Issue with visibility console
Incident Report for PagerDuty
Postmortem

Overview

On November 15th, 2022, from 06:55 UTC to 15:05 UTC, the service powering the Visibility Console began encountering frequent timeout errors from one of its own dependent services. This left customers unable to load the Visibility Console or faced an extremely high load time when trying to view the content/dashboard in the US region.

What Happened

The Visibility Console is powered by a service which itself depends on other PagerDuty services. One of these indirect dependencies was running on a shared node, where another separate service was consuming high amounts of both CPU and network bandwidth. Instances of other services running on this shared node also exhibited elevated response times from their own internal dependencies.

The slow responses from the Visibility Console’s indirect dependency caused the service powering the Visibility Console to return slow responses, leading to the Visibility Console’s unresponsiveness for users.

At 13:10 UTC, PagerDuty began an incident response process after receiving customer reports of the Visibility Console not loading. During the same time range in which the Visibility Console was unable to load, an update to our mobile app increased load on the Visibility Console’s indirect dependency. An earlier incident caused by a library update in another service also increased memory pressure on our shared infrastructure. These simultaneous increases in pressure on our infrastructure delayed our ability to identify and remediate the cause of the Visibility Console’s issues.

At 14:38 UTC, after examining the metrics of the different services involved, responders suspected the slow responses to be the result of an infrastructure issue, and restarted the indirect dependency at 14:50 UTC, and the direct dependency at 15:04 UTC. Restarting both services resolved the incident, and users were able to load the Visibility Console beginning at 15:05 UTC. The incident was closed at 15:32 UTC after responders verified that the Visibility Console continued to load and the service metrics were within normal bounds.

What We Are Doing About This

Following this incident, we conducted a thorough post-mortem investigation, which identified the events that contributed to this failure. Our engineering teams have worked diligently to address these findings and ensure that we are protected from such incidents going forward. The corrective actions included the following:

  • We have removed the node with anomalous network performance from our infrastructure.
  • We are scheduling tests with increased load on our underlying hosts, in order to identify other areas where a service is not well isolated from increased infrastructure load.
  • We are improving the monitoring for both services involved in the incident, so that we can detect these issues before they result in outages of the Visibility Console.
  • We are documenting that when a service is seeing slow response times from one of its dependent services, but the dependent service’s response times to other callers are within expected bounds, this indicates an infrastructure issue, and rescheduling the services to other nodes is likely to be an effective remediation step.

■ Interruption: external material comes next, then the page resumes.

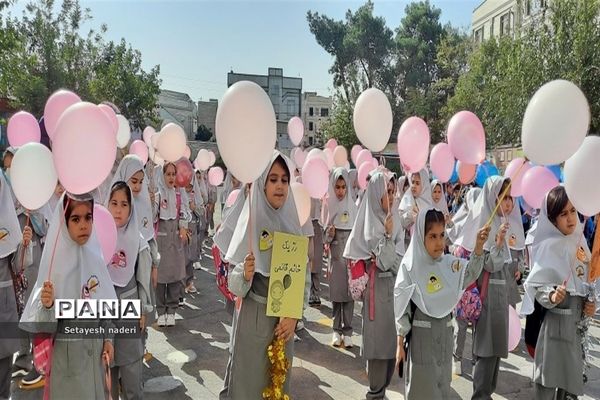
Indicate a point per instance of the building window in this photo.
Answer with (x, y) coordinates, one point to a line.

We sincerely apologize for the interruptions with Visibility Console that you or your teams have experienced and the impact that it had. As always, we stand by our commitment to providing the most reliable and resilient platform in the industry. If you have any questions, please reach out to support@pagerduty.com.

Posted Nov 22, 2022 - 22:18 UTC

Resolved
We have resolved an incident where all PagerDuty customers in the US service region experienced issues with the visibility console loading content slowly for the incidents and services modules. The incident is now resolved, and there is no ongoing impact to customers. Please reach out to support@pagerduty.com if you have any concerns.
Posted Nov 15, 2022 - 15:28 UTC
Investigating
We are monitoring improvement in an incident where the visibility console is loading content slowly for the incidents and services modules in the US service region. We have deployed a fix, and we expect systems to continue to improve. We will provide further updates within 20 minutes.
Posted Nov 15, 2022 - 15:16 UTC
Update
We are still continuing to investigate an incident where the visibility console is loading content slowly for the incidents and services modules in the US service region. We will provide further updates within 20 minutes.
Posted Nov 15, 2022 - 14:52 UTC
Update
We are still continuing to investigate an incident where the visibility console is loading content slowly for the incidents and services modules in the US service region. We will provide further updates within 20 minutes.
Posted Nov 15, 2022 - 14:30 UTC
Update
We are still continuing to investigate an incident where the visibility console is loading content slowly for the incidents and services modules in the US service region. We will provide further updates within 20 minutes.
Posted Nov 15, 2022 - 14:15 UTC
Update
We are continuing to investigate an incident where the visibility console is loading content slowly for the incidents and services modules in the US service region. We will provide further updates within 20 minutes.
Posted Nov 15, 2022 - 13:57 UTC
Identified
We are investigating an incident where the content of the visibility console in the US service region is slow in loading. Impacted customers may see delays in loading the content of the incidents and services modules. We will provide further updates within 20 minutes.
Posted Nov 15, 2022 - 13:42 UTC
Investigating
We are investigating potential issues with the visibility console not showing any content. On confirmation, we will update you with further impact and severity within 15 minutes.
Posted Nov 15, 2022 - 13:24 UTC
This incident affected: Web Application (Web Application (US)).